The emergence of Cassian’s special interest in Feyre’s sister, Nesta, promises to increase the connection between the faerie realm and the human realm, possibly bringing Feyre’s two separate worlds together in unexpected ways. Cassian’s intention of fighting, to the death if necessary, to defend Nesta, her house, and her people is almost like a declaration of love. It also eases the immediate danger Nesta and Elain are facing by offering them a path to a new life, like Feyre has found. However, this protection comes with risk. When Feyre’s sisters accept Cassian and Rhysand’s offer of guards, Elain’s engagement to her faerie-hating fiancé seems doomed. Cassian’s desire to protect Nesta from harm mirrors Nesta’s desire to protect Elain, giving them a common trait that also puts their goals and alliances at odds to some extent. Cassian’s role as protector also follows the conventional chivalrous storyline of fairy tales, but Nesta has emerged as a strong and unrelenting character who is as unlikely as Feyre to want to play a passive role in any conflict.  

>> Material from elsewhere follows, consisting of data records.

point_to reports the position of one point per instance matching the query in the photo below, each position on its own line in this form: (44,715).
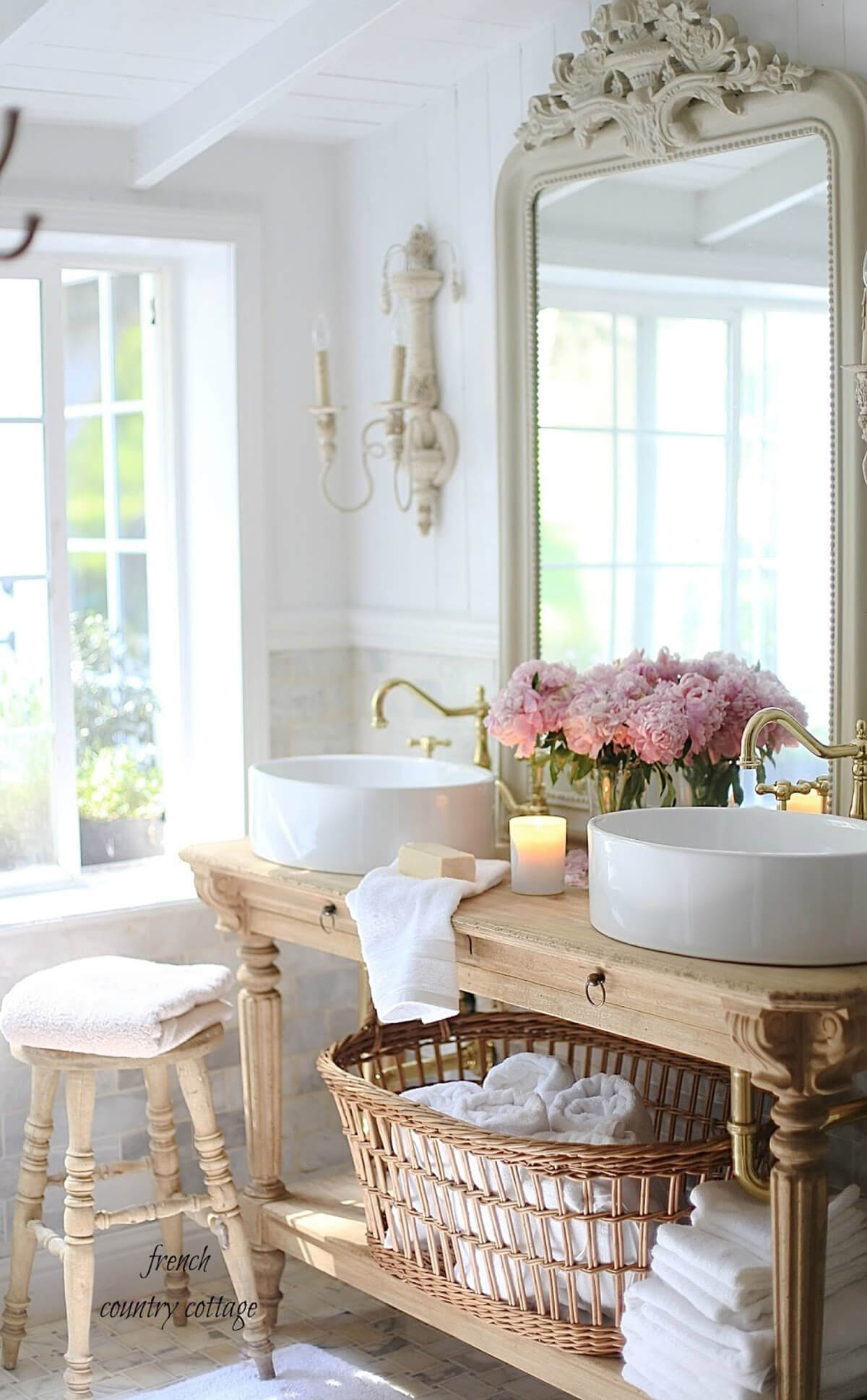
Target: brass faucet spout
(477,710)
(856,751)
(754,727)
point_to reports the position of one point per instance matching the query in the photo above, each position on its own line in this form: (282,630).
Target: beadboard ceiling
(188,72)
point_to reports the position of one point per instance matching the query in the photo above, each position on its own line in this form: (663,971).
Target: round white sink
(751,885)
(348,812)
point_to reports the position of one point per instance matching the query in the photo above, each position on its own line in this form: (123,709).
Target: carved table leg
(801,1053)
(799,1206)
(260,1018)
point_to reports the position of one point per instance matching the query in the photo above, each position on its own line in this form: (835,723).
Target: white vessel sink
(348,812)
(761,887)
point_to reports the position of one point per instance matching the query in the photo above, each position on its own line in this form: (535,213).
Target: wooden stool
(218,1210)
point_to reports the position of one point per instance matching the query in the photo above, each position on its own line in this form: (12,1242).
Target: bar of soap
(427,860)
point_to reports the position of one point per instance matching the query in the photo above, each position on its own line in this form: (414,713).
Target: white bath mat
(303,1374)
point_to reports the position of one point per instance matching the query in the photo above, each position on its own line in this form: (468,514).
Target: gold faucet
(856,751)
(481,756)
(741,1126)
(428,744)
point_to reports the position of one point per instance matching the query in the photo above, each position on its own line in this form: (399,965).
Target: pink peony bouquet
(632,718)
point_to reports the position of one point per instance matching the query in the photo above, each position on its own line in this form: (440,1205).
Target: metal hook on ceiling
(33,220)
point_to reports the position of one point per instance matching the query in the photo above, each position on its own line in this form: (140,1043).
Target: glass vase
(620,790)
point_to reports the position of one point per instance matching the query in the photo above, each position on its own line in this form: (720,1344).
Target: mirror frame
(659,83)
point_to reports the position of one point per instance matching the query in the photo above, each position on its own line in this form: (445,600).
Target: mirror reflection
(684,413)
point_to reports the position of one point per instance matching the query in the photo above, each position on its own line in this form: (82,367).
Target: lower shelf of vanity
(324,1227)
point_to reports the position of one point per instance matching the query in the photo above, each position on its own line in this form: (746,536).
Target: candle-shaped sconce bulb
(865,312)
(322,339)
(399,353)
(539,854)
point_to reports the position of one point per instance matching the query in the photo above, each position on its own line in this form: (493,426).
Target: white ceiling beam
(759,194)
(248,85)
(14,13)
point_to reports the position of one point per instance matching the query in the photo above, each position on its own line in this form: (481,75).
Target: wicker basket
(542,1238)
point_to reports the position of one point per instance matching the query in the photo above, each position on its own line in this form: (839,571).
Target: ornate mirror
(680,288)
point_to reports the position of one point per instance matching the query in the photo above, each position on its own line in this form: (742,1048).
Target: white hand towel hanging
(407,940)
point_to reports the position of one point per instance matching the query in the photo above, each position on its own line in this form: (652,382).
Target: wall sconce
(415,436)
(860,372)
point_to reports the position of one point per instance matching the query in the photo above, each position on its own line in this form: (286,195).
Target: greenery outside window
(82,727)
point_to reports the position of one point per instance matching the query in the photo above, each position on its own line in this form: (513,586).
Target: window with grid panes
(80,720)
(684,463)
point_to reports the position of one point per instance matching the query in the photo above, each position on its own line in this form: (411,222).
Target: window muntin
(79,718)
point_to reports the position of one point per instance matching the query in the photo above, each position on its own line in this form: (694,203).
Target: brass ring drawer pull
(596,979)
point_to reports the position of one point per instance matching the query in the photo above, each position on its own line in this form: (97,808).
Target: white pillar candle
(865,312)
(399,360)
(322,338)
(539,854)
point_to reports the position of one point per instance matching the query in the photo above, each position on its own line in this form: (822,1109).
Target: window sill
(121,888)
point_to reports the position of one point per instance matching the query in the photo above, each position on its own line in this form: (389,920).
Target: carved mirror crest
(678,272)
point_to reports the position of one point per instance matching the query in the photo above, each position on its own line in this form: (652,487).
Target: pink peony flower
(657,727)
(577,868)
(704,709)
(532,705)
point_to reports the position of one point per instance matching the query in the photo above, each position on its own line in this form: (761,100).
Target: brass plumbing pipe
(743,1130)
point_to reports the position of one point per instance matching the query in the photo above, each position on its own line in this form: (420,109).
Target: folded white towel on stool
(115,1005)
(407,941)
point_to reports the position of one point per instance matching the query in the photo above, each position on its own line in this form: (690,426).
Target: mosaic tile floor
(418,1361)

Feyre’s ongoing journey of empowerment takes center stage as she rises to the challenge of defending Velaris against the Hybern attack. The large-scale and weaponized use of her powers, including her ability to completely block Rhysand from her mind, symbolizes the unfolding of her true potential. Feyre’s decision to stay and fight rather than retreat to the town house demonstrates her characteristic compulsion to take an active rather than passive role. Her determination has helped her develop her skills. Her pursuit of the Attor, motivated by the desire to avenge not just Rhysand and Clare but also herself, showcases the skills she has battled to acquire. In her previous encounters with the Attor, Feyre relied entirely on others to protect her, so this scene emphasizes her independence and her ability to defend not only herself, but also the citizens of Velaris. She has transformed from someone passive and defeated into a capable, brave, and proactive warrior. 

While Feyre pursues the Attor, she deliberately blocks Rhysand out of her mind, signaling that she is prepared to fight her own battles. When she rejects Rhysand’s support, the narrative again challenges gender roles and the traditional patriarchal storyline of fairy tales. In the aftermath of the battle, Feyre allows herself to break down in tears and let Rhysand comfort her. Despite her rage and fury during the battle, killing doesn’t come easily to her, and she does not want to be alone with her feelings. The narrative suggests that an individual’s role as either the protected or the protector depends not on gender, but on relative power. Ultimately, the Court of Dreams recognizes that any individual’s weakness makes it harder for them, as a group, to pursue their goals and protect Velaris. Now that Feyre is physically and magically powerful, she is able to cast aside her traditionally female victim status and become the avenger, a role typically reserved for males. Importantly, she doesn’t lose her vulnerability in the process, but is able to be strong and vulnerable at the same time.